Ramesh is cooking samosas.
He is cooking for Leela.
He bought the ingredients at the store.
Our theory claims that in the Deep Structure of a wh-question, the wh-phrase is generated in the position that it would occupy if it were the answer to the question. In other words, the Deep Structure of the sentence, What is Ramesh cooking is really, Ramesh is cooking what. That wh-word what is a pronoun that stands in for the Noun Phrase that refers to what he really is cooking. In the situation where we’re asking this question, we don’t know that the answer to the question is samosas, so we need a question word that lets us refer to the samosas without knowing their identity. The wh-word what does that job and the idea is that the structural relationship between the verb cooking and the pronoun what is the same as the structural relationship between cooking and samosas.
Let’s see how it looks in a tree diagram. Here’s the declarative sentence, Ramesh is cooking samosas. The samosas are the direct object: they’re the NP in the complement of the verb cooking. And in this declarative sentence, the Surface Structure and the Deep Structure are the same. But if we didn’t know what Ramesh was cooking, and we wanted to ask the question, MERGE generates a slightly different Deep Structure, like this.
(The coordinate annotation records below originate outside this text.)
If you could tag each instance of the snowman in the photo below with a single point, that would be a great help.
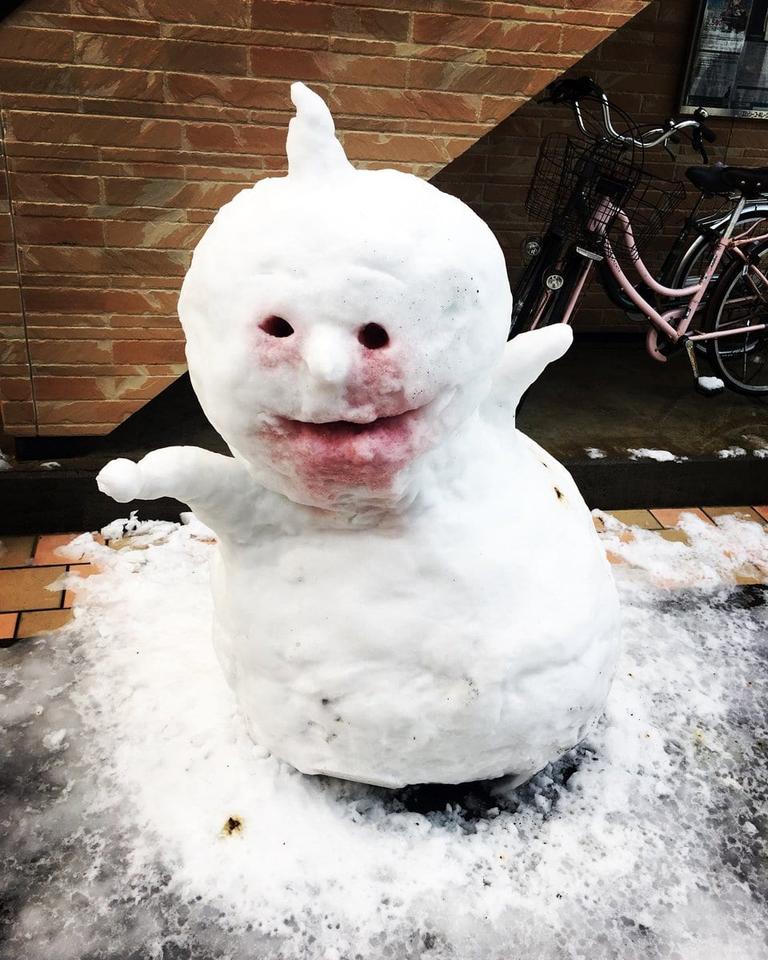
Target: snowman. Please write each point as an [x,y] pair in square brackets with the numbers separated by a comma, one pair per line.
[406,588]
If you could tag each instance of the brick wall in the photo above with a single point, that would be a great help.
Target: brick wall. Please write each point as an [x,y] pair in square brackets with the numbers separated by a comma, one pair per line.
[127,124]
[642,66]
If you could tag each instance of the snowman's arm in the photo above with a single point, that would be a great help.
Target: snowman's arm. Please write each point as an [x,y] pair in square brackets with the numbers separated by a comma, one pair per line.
[524,360]
[213,485]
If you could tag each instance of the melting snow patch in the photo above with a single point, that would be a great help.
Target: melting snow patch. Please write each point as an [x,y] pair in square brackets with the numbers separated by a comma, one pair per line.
[143,822]
[731,452]
[663,456]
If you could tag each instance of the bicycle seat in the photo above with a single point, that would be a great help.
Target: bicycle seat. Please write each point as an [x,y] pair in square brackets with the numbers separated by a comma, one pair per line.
[750,182]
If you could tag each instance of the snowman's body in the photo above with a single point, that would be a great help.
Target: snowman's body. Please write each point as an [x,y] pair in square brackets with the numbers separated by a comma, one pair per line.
[470,636]
[407,588]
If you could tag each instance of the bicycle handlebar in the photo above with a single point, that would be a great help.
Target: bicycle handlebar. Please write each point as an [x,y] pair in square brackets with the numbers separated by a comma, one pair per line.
[572,91]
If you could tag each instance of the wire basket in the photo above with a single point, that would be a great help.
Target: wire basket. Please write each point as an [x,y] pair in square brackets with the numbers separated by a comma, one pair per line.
[580,187]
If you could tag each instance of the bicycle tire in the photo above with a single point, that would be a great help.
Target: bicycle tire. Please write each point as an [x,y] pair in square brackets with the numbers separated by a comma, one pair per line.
[750,352]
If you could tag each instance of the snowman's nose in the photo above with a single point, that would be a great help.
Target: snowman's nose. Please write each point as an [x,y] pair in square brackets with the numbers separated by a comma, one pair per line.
[328,353]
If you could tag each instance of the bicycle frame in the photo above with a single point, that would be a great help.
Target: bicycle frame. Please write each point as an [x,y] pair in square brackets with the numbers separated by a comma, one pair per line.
[681,315]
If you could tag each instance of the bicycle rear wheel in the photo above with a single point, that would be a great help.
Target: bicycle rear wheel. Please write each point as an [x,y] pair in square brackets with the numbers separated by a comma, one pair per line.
[740,300]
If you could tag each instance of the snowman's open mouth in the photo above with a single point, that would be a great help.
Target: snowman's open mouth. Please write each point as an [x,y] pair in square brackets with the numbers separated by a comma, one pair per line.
[340,430]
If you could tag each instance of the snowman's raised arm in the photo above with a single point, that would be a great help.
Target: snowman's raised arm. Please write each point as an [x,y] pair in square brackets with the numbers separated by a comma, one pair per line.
[525,358]
[215,487]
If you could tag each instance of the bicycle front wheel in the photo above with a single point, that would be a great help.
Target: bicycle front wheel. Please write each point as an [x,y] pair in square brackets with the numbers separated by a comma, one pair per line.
[740,302]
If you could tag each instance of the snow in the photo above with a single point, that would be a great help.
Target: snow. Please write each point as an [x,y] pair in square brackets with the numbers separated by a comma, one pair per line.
[127,771]
[662,456]
[730,452]
[384,604]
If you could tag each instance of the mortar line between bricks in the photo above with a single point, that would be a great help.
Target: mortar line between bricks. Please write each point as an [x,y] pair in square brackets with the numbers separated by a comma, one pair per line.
[17,259]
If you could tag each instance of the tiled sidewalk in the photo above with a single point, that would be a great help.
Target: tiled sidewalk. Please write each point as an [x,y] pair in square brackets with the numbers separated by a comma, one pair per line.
[29,565]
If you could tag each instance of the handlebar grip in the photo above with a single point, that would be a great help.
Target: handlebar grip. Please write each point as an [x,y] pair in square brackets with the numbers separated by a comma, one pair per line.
[569,90]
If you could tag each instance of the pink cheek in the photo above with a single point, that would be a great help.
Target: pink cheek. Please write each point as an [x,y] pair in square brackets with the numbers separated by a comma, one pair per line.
[273,352]
[373,382]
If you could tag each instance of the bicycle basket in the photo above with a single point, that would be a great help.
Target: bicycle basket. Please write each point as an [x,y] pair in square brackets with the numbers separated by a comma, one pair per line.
[579,186]
[651,204]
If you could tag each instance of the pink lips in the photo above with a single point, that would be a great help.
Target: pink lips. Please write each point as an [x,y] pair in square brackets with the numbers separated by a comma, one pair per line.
[341,432]
[340,454]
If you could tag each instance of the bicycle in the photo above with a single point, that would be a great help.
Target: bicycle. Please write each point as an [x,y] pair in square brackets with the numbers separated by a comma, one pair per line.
[595,186]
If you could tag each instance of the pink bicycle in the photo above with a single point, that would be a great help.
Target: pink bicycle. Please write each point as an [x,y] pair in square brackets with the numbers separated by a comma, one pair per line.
[596,194]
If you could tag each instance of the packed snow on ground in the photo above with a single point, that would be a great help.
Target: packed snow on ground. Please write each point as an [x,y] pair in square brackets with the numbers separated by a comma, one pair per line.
[140,821]
[645,453]
[730,452]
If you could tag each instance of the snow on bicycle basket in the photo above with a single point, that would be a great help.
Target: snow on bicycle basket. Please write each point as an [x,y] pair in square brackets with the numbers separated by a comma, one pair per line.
[581,185]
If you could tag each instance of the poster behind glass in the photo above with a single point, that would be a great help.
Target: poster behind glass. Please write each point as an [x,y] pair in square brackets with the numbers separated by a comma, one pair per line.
[728,67]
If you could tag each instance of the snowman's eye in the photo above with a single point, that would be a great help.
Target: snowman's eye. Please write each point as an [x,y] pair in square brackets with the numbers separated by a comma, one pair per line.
[373,337]
[276,327]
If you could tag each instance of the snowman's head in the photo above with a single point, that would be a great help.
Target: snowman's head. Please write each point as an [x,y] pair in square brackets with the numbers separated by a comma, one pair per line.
[341,322]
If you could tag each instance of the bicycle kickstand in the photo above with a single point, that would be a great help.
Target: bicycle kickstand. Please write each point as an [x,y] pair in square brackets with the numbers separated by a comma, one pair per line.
[706,386]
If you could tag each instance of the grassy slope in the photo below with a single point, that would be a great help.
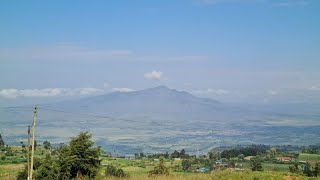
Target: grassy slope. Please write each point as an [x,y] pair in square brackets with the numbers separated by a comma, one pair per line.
[226,175]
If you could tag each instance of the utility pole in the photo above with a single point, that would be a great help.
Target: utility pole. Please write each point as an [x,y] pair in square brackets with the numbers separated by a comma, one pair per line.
[33,133]
[28,150]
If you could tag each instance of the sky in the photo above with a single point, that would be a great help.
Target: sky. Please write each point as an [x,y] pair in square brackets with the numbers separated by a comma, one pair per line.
[231,50]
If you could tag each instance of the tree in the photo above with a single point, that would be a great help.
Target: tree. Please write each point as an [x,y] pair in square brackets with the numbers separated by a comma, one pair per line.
[23,175]
[1,141]
[214,155]
[186,165]
[142,154]
[113,171]
[317,169]
[79,158]
[307,170]
[160,169]
[47,169]
[46,145]
[256,164]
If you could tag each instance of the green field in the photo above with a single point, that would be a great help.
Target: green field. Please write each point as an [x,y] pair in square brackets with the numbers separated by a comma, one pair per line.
[140,168]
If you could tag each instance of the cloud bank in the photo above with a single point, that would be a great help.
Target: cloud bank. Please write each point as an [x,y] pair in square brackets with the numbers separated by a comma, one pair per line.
[154,75]
[47,92]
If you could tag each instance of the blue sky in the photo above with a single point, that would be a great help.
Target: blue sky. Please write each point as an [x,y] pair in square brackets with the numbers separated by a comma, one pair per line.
[230,50]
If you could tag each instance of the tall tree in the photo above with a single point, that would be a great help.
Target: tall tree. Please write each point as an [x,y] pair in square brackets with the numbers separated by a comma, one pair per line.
[1,141]
[79,158]
[256,164]
[46,145]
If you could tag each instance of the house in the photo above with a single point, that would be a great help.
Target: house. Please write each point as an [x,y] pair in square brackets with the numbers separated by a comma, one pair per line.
[220,161]
[217,166]
[202,169]
[248,158]
[284,159]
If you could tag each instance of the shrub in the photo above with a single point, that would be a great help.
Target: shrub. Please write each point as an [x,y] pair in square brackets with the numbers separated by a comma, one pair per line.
[113,171]
[160,169]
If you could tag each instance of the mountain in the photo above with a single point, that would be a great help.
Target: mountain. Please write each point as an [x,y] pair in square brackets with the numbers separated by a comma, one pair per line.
[161,119]
[158,100]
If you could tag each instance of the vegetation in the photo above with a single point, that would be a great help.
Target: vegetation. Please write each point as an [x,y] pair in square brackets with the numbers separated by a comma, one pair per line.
[160,169]
[81,160]
[1,141]
[113,171]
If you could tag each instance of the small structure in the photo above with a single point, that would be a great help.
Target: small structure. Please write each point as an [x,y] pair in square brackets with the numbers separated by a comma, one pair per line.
[248,158]
[202,169]
[284,159]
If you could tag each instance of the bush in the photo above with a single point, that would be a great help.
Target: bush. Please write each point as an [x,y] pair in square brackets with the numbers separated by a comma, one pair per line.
[160,169]
[113,171]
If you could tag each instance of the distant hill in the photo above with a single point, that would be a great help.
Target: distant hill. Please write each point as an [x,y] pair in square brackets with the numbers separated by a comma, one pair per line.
[158,100]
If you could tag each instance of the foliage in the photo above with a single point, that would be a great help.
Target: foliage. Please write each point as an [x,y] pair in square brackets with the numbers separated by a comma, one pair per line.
[252,150]
[79,158]
[47,169]
[160,169]
[23,175]
[46,145]
[317,169]
[256,164]
[214,155]
[113,171]
[307,170]
[186,165]
[1,141]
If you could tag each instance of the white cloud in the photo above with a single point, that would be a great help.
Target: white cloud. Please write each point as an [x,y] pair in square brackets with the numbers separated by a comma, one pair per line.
[106,85]
[47,92]
[314,88]
[123,89]
[154,75]
[272,92]
[212,92]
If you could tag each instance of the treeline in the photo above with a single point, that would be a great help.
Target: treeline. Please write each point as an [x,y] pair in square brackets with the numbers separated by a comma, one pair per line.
[251,150]
[167,155]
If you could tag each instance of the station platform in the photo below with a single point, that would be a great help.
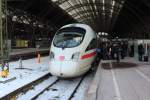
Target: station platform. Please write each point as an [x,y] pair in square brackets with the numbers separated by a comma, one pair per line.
[127,80]
[26,53]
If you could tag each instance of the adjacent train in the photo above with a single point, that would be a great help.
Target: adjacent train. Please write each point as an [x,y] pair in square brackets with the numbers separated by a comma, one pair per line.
[73,50]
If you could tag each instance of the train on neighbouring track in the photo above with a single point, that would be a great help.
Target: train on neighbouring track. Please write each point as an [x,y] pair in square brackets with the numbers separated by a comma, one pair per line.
[73,50]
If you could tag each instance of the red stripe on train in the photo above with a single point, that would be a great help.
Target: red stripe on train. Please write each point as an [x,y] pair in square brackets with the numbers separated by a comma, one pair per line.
[88,55]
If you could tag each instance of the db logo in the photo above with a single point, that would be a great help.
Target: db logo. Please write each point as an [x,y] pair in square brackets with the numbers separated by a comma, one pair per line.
[61,58]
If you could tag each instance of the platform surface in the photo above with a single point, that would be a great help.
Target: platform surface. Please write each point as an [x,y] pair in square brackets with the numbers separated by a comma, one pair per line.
[129,80]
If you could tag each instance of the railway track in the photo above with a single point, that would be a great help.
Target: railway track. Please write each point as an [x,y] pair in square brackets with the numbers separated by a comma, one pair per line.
[47,88]
[27,87]
[64,89]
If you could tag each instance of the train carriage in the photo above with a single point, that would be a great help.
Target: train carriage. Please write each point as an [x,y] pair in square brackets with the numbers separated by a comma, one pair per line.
[72,51]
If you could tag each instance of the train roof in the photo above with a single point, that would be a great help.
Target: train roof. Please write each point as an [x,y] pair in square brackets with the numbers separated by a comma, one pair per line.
[84,26]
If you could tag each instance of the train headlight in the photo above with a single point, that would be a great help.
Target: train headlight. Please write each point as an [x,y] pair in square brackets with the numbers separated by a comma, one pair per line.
[51,55]
[75,56]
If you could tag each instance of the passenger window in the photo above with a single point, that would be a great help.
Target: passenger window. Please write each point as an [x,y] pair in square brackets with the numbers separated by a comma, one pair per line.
[92,45]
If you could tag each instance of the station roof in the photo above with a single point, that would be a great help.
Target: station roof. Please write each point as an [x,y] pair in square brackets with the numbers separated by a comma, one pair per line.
[123,18]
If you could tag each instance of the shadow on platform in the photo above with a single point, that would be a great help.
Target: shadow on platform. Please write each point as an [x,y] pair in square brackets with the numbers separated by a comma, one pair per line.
[119,65]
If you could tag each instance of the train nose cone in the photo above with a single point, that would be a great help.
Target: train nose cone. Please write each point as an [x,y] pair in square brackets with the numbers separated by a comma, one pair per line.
[61,74]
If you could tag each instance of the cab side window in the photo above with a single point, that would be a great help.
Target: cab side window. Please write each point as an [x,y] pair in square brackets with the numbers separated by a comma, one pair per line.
[92,45]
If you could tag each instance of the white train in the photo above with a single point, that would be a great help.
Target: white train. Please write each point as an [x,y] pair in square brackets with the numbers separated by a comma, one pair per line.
[72,51]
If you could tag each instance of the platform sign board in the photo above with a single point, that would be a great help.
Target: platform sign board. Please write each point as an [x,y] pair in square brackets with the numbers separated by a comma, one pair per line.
[4,51]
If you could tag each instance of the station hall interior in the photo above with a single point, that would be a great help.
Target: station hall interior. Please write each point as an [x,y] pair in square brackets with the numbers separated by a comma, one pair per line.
[27,27]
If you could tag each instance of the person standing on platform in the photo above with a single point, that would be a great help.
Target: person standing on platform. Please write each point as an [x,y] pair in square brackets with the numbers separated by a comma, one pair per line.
[140,52]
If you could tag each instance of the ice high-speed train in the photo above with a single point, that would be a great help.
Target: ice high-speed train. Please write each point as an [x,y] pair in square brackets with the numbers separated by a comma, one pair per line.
[72,51]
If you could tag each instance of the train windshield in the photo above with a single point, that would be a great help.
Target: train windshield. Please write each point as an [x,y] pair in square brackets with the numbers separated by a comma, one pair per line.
[69,37]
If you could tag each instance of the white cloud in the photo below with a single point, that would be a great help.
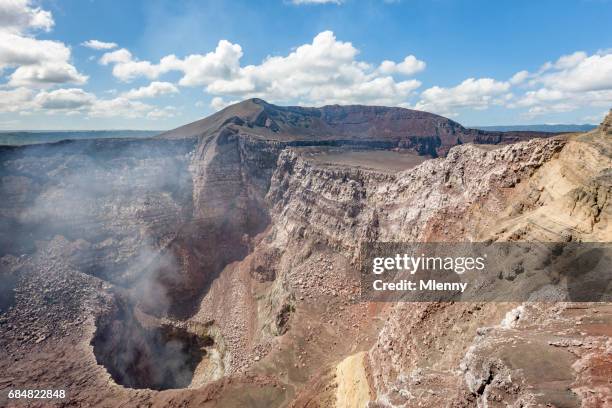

Notice that the C-head contains a [+Q] feature because we’re going to be asking a question, and a [+wh] feature because the question is going to be a wh-question. Also notice that this wh-phrase, what, has a wh-feature on it too.
So do we form the surface structure by moving what up into the C-head position? There are two reasons that’s not going to work. The first is obvious: we know, from observing our own grammaticality judgments, that, What Ramesh is cooking is not the surface form of our sentence! And the second reason is for the sake of the theory: C is a head position, so it would mess up the consistency of our theory if we allowed a phrase to move into a head position. Besides, we’re going to need that C head position for something else very soon.
The landing site for wh-movement is a position we haven’t yet used, it’s the specifier of CP, sister to C-bar and daughter to CP. The idea is that moving a wh-phrase into the specifier of CP supports the wh-feature in C.
Now, of course, this still isn’t the right Surface Structure for this sentence. What still needs to happen? We still have this [+Q] feature in C-head that needs to get supported as well, so in this wh-question, in addition to the wh-movement of the wh-phrase up to the Specifier of CP, we also have head-movement of the auxiliary from V to T to C. And that leads to the grammatical Surface Structure, what is Ramesh cooking?
So we’ve now seen two different ways that the MOVE operation works. For head movement, it’s a head that moves, and it moves to another head position. For wh-movement, it’s a whole phrase that moves, and it ends up in the Specifier of CP. So when you’re depicting movement, always check that you’ve got the right kind of node moving to the right position.
Now it’s time for you to practice. Look back at these other wh-questions we generated. These are the Surface Structures of these questions. Try drawing trees to represent the Deep Structures of these sentences, and then draw the movement operations that generate the Surface Structure.